The album's second half is where MPIRE OF EVIL lets loose some hard-rockin' strut and doom stomp into its heavy metal brew. "Snake Pit" rolls and grooves its way down nostalgia lane, as Dolan dishes out name-dropping lyrics about heavy metal's '80s heyday. "All Hail" keeps up the chug to decent results, while the slide guitar swamp rockin' of"Devil" brings to mind (to a certain extent) acts like BLACK LABEL SOCIETY. The eight minutes of "The 8th Gate" plod with doom heft in convincing fashion and "M-Pire (prelude)" gets all ugly and ominous before closing up shop.
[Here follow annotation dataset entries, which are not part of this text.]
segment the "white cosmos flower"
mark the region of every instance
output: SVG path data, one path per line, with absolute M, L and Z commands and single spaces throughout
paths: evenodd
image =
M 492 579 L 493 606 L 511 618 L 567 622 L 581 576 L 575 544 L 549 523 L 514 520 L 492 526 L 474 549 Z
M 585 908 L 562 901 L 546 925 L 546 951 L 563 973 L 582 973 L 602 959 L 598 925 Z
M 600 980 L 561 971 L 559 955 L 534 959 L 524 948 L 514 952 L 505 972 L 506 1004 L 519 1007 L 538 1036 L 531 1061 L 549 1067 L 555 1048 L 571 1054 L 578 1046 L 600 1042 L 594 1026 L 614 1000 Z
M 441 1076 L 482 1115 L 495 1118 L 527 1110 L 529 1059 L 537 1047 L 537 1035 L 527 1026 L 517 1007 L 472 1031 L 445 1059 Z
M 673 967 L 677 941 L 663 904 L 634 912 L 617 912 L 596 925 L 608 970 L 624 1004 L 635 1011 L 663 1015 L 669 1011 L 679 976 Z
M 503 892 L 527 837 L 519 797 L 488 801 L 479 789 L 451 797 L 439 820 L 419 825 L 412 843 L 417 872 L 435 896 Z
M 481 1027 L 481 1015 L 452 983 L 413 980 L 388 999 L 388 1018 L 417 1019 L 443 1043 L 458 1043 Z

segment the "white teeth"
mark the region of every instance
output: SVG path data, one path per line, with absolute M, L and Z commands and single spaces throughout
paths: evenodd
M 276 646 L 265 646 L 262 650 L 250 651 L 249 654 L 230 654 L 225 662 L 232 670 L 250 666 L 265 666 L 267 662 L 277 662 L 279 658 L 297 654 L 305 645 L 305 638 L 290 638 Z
"Hell to the Holy" will bring a smile to the face of any fan of blistering heavy metal, but the grins will grow wider for those whose journey into the abyss began in the '80s. Some tunes are better than others, but there isn't a single track on here that you'd want to skip, provided you don't take your heavy metal too goddamned seriously. It's fun, it's catchy, and it's metal as all Hell.